Copy-on-Write filesystems have the nice property that it is possible (not to say easy) to “clone” files in \(\mathcal{O}(1)\), as opposed to the classical \(\mathcal{O}(n)\), by having the new file refer to the old blocks, and copying (possibly) changed blocks (as opposed to changing the original blocks, as a hard link would do). This both saves time and space, and can be very beneficial in a lot of situations.

Since in Linux the FICLONE system call was standardised, the use of reflink cloning files now became filesystem agnostic. Currently supporting filesystems include btrfs, XFS, and OCFS2.

The (currently) sad part of the story is language support; Pythons shutil.copyfile call does not (yet) make use of this new system call 1.

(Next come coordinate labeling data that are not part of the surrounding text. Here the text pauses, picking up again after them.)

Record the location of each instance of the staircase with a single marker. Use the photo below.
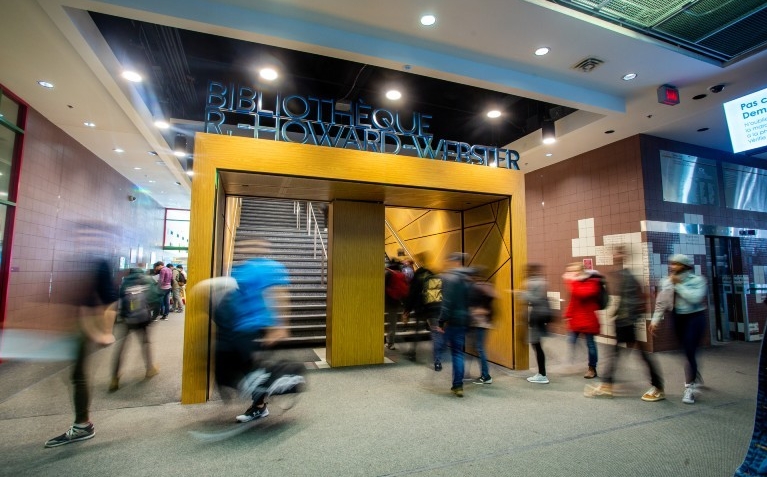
(275, 220)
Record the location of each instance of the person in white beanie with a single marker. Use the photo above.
(683, 294)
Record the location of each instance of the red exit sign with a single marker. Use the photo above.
(668, 94)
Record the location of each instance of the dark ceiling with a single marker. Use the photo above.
(723, 31)
(177, 65)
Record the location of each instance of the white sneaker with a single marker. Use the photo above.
(689, 394)
(538, 379)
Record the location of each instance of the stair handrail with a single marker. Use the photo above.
(297, 212)
(402, 244)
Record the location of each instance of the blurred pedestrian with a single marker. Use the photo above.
(94, 296)
(627, 315)
(683, 294)
(249, 320)
(481, 297)
(135, 312)
(539, 315)
(585, 288)
(165, 283)
(425, 300)
(454, 313)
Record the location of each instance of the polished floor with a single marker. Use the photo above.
(398, 419)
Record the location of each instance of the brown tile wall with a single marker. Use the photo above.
(63, 184)
(604, 184)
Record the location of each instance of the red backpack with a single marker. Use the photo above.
(397, 287)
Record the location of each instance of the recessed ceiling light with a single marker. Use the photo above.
(132, 76)
(428, 20)
(268, 74)
(393, 94)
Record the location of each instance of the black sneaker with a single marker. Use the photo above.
(252, 414)
(74, 434)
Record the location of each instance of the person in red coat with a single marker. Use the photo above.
(581, 314)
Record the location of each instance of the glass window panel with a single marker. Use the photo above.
(7, 140)
(9, 109)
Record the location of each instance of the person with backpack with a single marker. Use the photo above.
(454, 313)
(425, 299)
(628, 313)
(396, 289)
(539, 315)
(587, 291)
(248, 321)
(683, 295)
(481, 297)
(135, 304)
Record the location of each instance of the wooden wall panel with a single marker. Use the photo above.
(355, 325)
(214, 153)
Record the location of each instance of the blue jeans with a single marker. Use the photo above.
(590, 344)
(479, 338)
(165, 302)
(456, 340)
(437, 341)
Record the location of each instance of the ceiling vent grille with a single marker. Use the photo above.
(587, 65)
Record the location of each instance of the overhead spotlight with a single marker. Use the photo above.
(548, 131)
(428, 20)
(393, 94)
(132, 76)
(268, 74)
(179, 146)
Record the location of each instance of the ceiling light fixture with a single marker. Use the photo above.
(132, 76)
(268, 74)
(428, 20)
(548, 131)
(393, 94)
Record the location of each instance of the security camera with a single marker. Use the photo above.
(717, 88)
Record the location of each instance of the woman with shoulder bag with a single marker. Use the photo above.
(539, 316)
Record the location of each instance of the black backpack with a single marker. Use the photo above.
(135, 302)
(604, 298)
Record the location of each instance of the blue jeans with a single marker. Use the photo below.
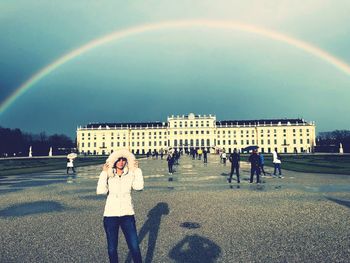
(277, 166)
(127, 223)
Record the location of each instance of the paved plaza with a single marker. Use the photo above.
(193, 215)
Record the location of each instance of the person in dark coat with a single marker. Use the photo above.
(205, 156)
(254, 160)
(171, 159)
(234, 159)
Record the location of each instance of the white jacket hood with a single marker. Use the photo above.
(130, 166)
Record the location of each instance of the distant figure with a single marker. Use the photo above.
(223, 157)
(70, 164)
(234, 159)
(171, 159)
(200, 152)
(262, 163)
(193, 154)
(205, 156)
(277, 164)
(254, 160)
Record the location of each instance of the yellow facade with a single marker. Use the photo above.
(191, 131)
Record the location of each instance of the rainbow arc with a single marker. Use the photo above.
(125, 33)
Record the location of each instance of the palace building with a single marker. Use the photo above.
(186, 132)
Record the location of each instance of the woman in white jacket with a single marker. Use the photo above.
(119, 176)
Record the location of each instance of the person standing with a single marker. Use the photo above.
(277, 164)
(70, 165)
(205, 156)
(224, 157)
(254, 160)
(171, 159)
(234, 159)
(120, 174)
(262, 163)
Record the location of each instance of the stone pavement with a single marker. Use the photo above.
(193, 215)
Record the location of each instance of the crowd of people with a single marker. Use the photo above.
(120, 174)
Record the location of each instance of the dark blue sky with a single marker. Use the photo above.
(149, 76)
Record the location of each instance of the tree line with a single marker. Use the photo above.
(14, 142)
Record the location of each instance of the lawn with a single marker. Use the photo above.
(32, 165)
(313, 163)
(334, 163)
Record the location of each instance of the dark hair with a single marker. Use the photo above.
(120, 158)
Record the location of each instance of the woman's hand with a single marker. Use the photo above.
(105, 167)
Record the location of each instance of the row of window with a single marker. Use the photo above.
(192, 142)
(197, 132)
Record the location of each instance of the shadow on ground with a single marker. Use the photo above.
(31, 208)
(151, 227)
(339, 201)
(195, 249)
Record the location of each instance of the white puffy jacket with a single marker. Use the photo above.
(118, 190)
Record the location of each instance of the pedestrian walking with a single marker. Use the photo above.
(224, 157)
(277, 164)
(171, 159)
(119, 175)
(254, 160)
(234, 159)
(70, 165)
(205, 156)
(262, 163)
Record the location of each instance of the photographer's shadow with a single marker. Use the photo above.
(151, 227)
(196, 249)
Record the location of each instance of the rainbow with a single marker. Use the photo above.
(121, 34)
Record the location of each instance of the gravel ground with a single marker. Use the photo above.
(191, 216)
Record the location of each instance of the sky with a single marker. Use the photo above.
(172, 60)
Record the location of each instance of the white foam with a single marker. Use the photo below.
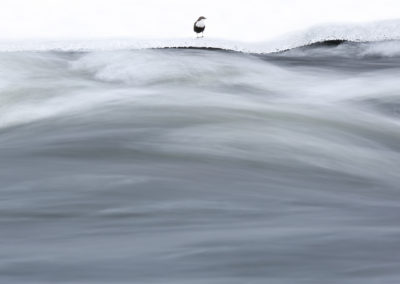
(377, 31)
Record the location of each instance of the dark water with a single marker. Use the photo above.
(195, 166)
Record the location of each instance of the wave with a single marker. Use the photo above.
(385, 33)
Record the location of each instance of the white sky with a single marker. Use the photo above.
(245, 20)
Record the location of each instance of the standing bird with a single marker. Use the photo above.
(199, 26)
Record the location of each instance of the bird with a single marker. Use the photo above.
(199, 26)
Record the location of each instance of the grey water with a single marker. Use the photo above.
(199, 166)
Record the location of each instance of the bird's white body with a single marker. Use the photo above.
(200, 24)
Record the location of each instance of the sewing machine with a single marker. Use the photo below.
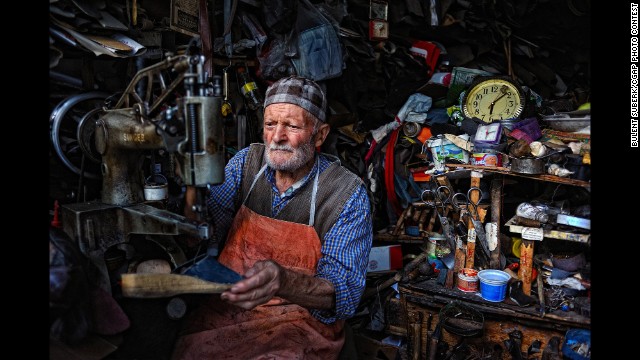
(168, 110)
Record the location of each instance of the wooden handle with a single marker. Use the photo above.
(167, 285)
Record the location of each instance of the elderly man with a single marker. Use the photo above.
(298, 228)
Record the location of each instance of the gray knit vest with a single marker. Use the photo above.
(336, 184)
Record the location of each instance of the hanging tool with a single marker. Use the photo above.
(439, 199)
(435, 339)
(472, 213)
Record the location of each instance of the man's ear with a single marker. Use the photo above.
(321, 136)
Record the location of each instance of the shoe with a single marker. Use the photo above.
(209, 269)
(518, 296)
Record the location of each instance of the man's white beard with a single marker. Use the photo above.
(300, 157)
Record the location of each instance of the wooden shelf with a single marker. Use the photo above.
(541, 177)
(553, 234)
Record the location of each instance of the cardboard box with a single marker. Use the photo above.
(383, 258)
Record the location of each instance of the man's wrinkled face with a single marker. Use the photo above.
(288, 137)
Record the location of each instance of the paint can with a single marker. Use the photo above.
(468, 280)
(486, 159)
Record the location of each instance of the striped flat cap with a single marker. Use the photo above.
(298, 91)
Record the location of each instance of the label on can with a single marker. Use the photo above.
(468, 280)
(486, 159)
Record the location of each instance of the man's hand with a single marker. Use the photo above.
(267, 279)
(260, 285)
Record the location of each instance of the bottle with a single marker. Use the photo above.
(249, 88)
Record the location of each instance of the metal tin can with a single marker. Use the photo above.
(468, 280)
(486, 159)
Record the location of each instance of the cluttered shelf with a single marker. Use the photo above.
(541, 177)
(431, 293)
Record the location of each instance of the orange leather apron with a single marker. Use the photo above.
(276, 330)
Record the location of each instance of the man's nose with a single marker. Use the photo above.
(279, 133)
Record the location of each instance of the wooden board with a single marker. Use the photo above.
(507, 171)
(553, 234)
(166, 285)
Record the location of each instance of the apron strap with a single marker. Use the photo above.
(314, 192)
(255, 179)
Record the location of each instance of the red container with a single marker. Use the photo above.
(486, 159)
(468, 280)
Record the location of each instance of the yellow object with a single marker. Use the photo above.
(585, 106)
(226, 109)
(493, 98)
(515, 246)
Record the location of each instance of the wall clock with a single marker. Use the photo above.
(491, 98)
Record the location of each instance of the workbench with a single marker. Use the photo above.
(424, 299)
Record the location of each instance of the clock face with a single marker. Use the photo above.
(493, 98)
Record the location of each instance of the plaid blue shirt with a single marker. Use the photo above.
(345, 252)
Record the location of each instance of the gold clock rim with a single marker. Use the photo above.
(481, 82)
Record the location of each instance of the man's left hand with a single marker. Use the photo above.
(261, 283)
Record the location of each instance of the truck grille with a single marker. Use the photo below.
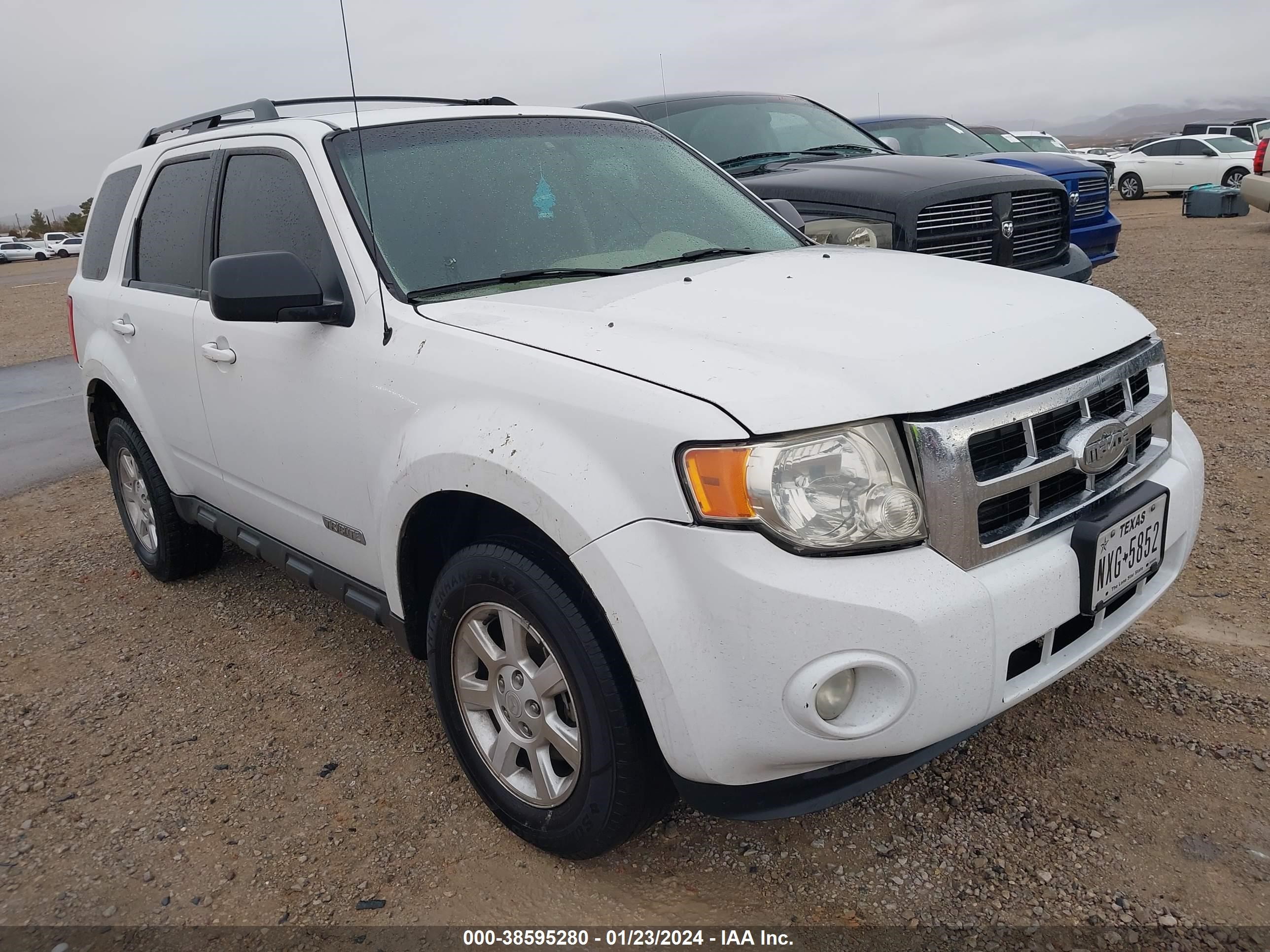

Hereby, I introduce a reflink library for Python, which uses cffi to make the system call:

from reflink import reflink
reflink("large_file.img", "copy_of_file.img")

I hope someone finds this to be useful, and that it may gain ReFS and APFS support one day.

In the future, I would also like to incorporate the FICLONE_RANGE call, which “clones” a range of blocks, instead of a whole file.

  1. Please note that it will be improbable for Python to change their shutil.copyfile routine to actually use FICLONE, as this would change the semantics of the call. One might be writing an application that’s supposed to make a backup (against corruption) of a file, while the call actually wouldn’t make a security copy.